Wednesday, May 15, 2013

DERRIDA, A DOCUMENTARY I WATCHED FOR EXTRA CREDIT (WITH MATT)

    First of all, there is a three-minute scene of Derrida getting a haircut. Which is completely ridiculous. You cannot tame Derrida’s hair in only three minutes. Derrida tried for  years to look unimposing and still failed.
    Second, Derrida’s position as in the documentary is remarkable. He actively deconstructs himself, pointing out the artificiality of his conditions and the disconnection between the representation of his life and the always already deferred reality of his life. This might mean that Derrida is obsessed with himself. Actually, it does mean that Derrida is obsessed with himself, since he calls all human interaction and thought narcissist and refers to himself as a king narcissist.
    At one point in the documentary, Derrida is asked about love. After belittling his interviewer, pointing out that love is a topic, and not even a topic, but always already you-know-what, Derrida avers that a better question about love would be between who and what, objectivity and subjectivity. When a person is in love with another person, asks Derrida, are they in love with the person as an object or with their attributes? Is it love for the ontological essence of an individual or their performative abilities? Because performative abilities, Derrida is quick to point out, are predicated upon particular circumstances, and circumstances, being dynamic, naturally alter the possible actions of an individual. However, even though actions and identities are shifting, Derrida points out that it would be impossible to know an individual outside such arbitrary attributes and therefore impossible to love an ontology outside a teleology.

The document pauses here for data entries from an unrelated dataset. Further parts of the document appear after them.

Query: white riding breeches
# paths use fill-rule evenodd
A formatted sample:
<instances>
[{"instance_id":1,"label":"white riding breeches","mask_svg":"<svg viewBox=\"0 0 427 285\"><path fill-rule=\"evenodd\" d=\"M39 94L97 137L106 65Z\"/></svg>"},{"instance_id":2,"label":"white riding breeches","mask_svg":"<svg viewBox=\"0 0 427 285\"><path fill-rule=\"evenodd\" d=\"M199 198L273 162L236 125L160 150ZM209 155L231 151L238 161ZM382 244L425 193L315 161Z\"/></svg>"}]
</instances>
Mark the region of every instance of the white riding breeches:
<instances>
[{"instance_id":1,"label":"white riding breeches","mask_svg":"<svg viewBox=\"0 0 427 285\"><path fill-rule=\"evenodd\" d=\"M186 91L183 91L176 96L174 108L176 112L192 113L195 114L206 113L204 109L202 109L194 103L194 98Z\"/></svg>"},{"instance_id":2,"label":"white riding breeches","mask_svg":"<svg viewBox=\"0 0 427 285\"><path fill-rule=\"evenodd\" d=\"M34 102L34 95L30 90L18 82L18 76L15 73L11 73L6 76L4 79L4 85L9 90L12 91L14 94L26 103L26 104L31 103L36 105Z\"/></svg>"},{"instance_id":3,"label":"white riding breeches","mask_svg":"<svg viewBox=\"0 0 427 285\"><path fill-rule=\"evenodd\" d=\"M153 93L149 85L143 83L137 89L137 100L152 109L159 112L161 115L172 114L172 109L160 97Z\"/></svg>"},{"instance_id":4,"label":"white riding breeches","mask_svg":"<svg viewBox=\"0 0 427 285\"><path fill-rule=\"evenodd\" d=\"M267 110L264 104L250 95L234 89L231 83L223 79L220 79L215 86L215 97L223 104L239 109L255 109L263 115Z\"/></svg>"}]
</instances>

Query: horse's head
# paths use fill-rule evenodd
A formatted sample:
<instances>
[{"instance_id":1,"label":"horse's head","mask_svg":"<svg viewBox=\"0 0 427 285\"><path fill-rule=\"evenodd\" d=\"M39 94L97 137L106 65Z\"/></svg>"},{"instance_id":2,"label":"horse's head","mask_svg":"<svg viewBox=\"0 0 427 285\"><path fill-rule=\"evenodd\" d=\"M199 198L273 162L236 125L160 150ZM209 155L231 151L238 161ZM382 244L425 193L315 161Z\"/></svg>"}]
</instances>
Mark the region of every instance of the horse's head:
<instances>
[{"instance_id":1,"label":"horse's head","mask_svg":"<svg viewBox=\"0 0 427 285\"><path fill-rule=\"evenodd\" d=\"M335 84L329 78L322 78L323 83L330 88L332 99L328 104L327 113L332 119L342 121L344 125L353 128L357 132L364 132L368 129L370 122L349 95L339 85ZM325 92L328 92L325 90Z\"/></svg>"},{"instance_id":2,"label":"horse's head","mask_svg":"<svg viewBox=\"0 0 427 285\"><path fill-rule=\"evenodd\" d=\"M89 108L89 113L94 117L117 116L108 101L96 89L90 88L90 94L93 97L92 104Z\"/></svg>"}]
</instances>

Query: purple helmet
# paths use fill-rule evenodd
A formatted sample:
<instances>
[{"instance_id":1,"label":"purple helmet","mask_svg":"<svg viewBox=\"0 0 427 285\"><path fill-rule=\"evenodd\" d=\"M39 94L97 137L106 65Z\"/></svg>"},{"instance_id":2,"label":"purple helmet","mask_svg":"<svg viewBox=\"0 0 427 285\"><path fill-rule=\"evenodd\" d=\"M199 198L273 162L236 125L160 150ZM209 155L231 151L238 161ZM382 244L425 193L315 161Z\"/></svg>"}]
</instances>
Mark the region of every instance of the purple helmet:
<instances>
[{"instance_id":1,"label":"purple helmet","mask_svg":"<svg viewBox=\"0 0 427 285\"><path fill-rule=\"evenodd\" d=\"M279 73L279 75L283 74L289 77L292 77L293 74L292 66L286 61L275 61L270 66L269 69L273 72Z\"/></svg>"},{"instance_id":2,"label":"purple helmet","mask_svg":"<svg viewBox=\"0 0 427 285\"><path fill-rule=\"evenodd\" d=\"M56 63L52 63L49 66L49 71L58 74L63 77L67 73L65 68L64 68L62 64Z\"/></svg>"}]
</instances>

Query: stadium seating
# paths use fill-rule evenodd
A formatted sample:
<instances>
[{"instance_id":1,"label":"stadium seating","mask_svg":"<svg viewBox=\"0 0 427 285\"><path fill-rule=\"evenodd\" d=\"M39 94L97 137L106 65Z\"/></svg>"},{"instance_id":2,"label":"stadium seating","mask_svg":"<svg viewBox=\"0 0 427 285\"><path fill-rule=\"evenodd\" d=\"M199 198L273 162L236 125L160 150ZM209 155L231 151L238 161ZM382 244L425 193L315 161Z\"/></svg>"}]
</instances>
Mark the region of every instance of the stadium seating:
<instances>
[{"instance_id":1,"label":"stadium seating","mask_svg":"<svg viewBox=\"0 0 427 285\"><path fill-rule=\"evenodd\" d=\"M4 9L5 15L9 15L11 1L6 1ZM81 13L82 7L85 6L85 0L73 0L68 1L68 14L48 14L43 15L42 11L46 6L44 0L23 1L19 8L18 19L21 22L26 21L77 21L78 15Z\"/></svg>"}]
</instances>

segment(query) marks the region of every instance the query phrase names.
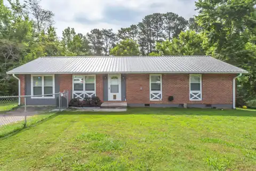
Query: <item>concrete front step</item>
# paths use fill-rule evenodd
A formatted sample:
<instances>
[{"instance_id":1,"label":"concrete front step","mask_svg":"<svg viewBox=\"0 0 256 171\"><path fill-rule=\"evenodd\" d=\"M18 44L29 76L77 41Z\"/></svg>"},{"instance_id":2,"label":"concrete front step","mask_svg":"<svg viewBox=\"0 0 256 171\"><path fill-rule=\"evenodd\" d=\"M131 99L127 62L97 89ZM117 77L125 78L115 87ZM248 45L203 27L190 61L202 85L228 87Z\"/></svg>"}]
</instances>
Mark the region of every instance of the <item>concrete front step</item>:
<instances>
[{"instance_id":1,"label":"concrete front step","mask_svg":"<svg viewBox=\"0 0 256 171\"><path fill-rule=\"evenodd\" d=\"M100 107L108 109L125 109L127 108L127 103L105 102L101 104Z\"/></svg>"}]
</instances>

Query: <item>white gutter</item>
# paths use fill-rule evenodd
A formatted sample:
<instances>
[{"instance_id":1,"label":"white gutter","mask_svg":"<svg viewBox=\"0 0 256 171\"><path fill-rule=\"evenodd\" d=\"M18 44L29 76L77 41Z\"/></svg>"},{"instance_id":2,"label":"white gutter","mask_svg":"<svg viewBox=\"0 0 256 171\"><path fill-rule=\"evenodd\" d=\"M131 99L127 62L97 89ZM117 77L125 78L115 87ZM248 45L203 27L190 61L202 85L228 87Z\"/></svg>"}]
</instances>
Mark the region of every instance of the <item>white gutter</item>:
<instances>
[{"instance_id":1,"label":"white gutter","mask_svg":"<svg viewBox=\"0 0 256 171\"><path fill-rule=\"evenodd\" d=\"M242 76L242 73L233 78L233 109L236 109L236 79Z\"/></svg>"},{"instance_id":2,"label":"white gutter","mask_svg":"<svg viewBox=\"0 0 256 171\"><path fill-rule=\"evenodd\" d=\"M13 76L13 77L19 80L19 105L20 105L20 78L16 77L16 76L14 74L12 74L12 76Z\"/></svg>"}]
</instances>

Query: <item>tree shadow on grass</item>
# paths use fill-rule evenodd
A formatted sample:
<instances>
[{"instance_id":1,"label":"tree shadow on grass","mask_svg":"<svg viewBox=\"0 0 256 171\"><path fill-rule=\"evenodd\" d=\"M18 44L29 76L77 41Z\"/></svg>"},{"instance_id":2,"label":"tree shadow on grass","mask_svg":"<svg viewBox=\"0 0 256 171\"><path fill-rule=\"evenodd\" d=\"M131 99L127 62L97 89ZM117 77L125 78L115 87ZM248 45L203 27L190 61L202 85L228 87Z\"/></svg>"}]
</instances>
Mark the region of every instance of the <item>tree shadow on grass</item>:
<instances>
[{"instance_id":1,"label":"tree shadow on grass","mask_svg":"<svg viewBox=\"0 0 256 171\"><path fill-rule=\"evenodd\" d=\"M222 116L237 117L256 117L256 112L235 109L198 109L198 108L128 108L124 112L103 111L65 111L60 115L195 115L195 116Z\"/></svg>"},{"instance_id":2,"label":"tree shadow on grass","mask_svg":"<svg viewBox=\"0 0 256 171\"><path fill-rule=\"evenodd\" d=\"M31 125L29 125L28 126L23 126L21 128L19 128L18 129L16 129L15 130L13 130L13 131L11 131L11 132L9 132L7 134L6 134L6 135L4 135L3 136L0 136L0 141L2 141L2 140L3 140L4 139L6 139L8 137L10 137L11 136L12 136L13 135L15 135L19 133L21 133L23 131L25 131L28 129L29 129L29 128L30 127L35 127L36 126L37 126L37 125L39 125L41 124L43 124L50 119L53 119L53 118L55 118L55 117L57 117L58 115L59 115L59 113L56 113L55 114L53 114L50 116L49 116L49 117L47 118L44 118L44 119L42 119L41 120L38 120L38 121L37 121L36 123L35 123L35 124L33 124Z\"/></svg>"}]
</instances>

    Apparently, this distinction relates to all philosophy, everywhere. Is it possible to talk about objects without talking about its attributes? And if it is only possible to talk about attributes, where then are Plato’s forms? Since human beings are oriented towards objects relationally, it follows that a person’s experience of an object would be dynamic, relative to the disposition of that individual (their expectations and desires) in a given instant. That being the case, it would be at all times impossible to get to an object, since an object is only an attribute interpreted through a person’s relationship. That being the case, it would seem that Derrida suggests Deconstruction is in fact a description of an individual’s interaction with the world: objects, participants in discourse, are also always already deferred.